Linda Peters conheceu o seu futuro marido nas gravações de Henry The Human Fly, disco a solo de Richard que tem a honra de ser o álbum menos vendido em toda a história da Warner Bros Records. Por maiores que os Fairport Convention nos pareçam hoje, a verdade é que sempre que o seu fundador se dedicava a álbuns a solo as vendas eram um desastre.

Em 1973, o casal casou-se e colaborou em cinco discos, todos com o mesmo inêxito, até que Shoot Out The Lights os tornou, da noite para o dia, estrelas. Teddy Thompson tinha seis anos. Nascera no seio de uma comunidade islâmica em que os pais decidiram assentar, por entre dietas que faziam toda a família passar fome e que – dizem as más línguas – estarão na origem de episódios de tremenda violência emocional por parte de Richard. Naquele exacto instante em que tudo poderia ter sido perfeito, com os cheques a caírem na conta bancária, já o mal estava feito – Richard saiu de casa e Teddy não voltou a ver o pai até aos 18 anos, quando se borrifou para a universidade e foi viver com o pai para se tornar cantautor. Não admira que tenha contas a ajustar com os seus seis anos de idade.

Mas na génese do projecto que agora chega às lojas não estava qualquer vingança – nem sequer era suposto que o tema fosse a família, como veio a ser. “Pedi a cada membro da família que escrevesse canções originais para este disco, mas não especifiquei tema algum. Nesse sentido foi interessante ver a resposta que deram – algumas canções eram claramente sobre a família e o amor, outras mais pragmáticas."

Teddy refere-se ao pai que, evasivo como sempre, aproveitou para escrever um tremendo hino político sobre os nossos tempos, That's enough.

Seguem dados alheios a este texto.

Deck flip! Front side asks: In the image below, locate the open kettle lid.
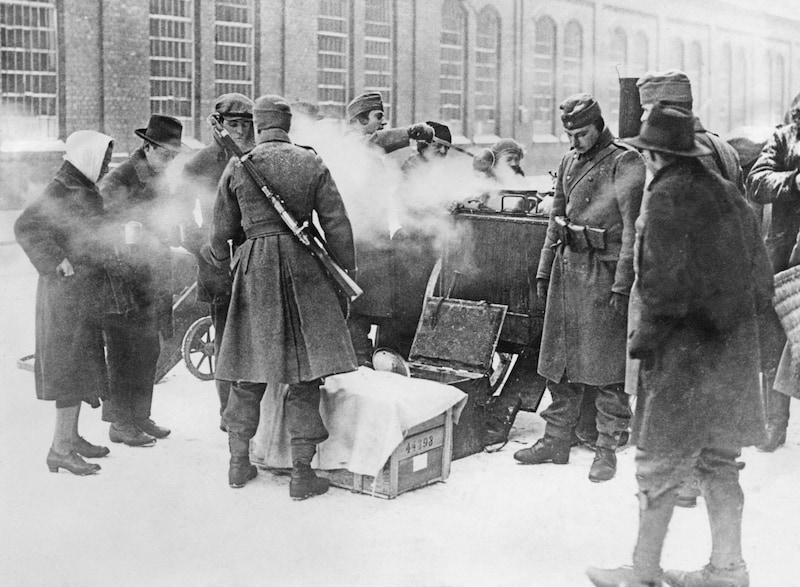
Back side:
[372,348,411,377]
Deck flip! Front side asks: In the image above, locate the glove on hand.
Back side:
[407,122,434,143]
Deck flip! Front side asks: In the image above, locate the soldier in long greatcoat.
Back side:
[514,94,644,481]
[211,95,357,499]
[588,105,772,587]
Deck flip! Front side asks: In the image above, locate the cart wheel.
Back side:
[181,316,216,381]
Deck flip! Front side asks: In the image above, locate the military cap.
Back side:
[625,102,711,157]
[214,92,253,120]
[253,94,292,132]
[636,69,692,106]
[559,94,603,130]
[347,92,383,120]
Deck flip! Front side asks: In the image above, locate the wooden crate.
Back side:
[327,408,453,499]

Mas em One life at a time, a segunda canção com que contribui para Family, canta a dada altura “Sometimes it's hard to say/ what you got to say anyway/ I'm gonna have to say/ that I'm not thrilled about you (…)/ You're building me a prison/ where freedom is a crime”. Para o melómano atento à vida privada deste homem, isto é o típico e velho Richard: sarcástico, bruto, vagamente misantropo mas honesto e certeiro até à medula.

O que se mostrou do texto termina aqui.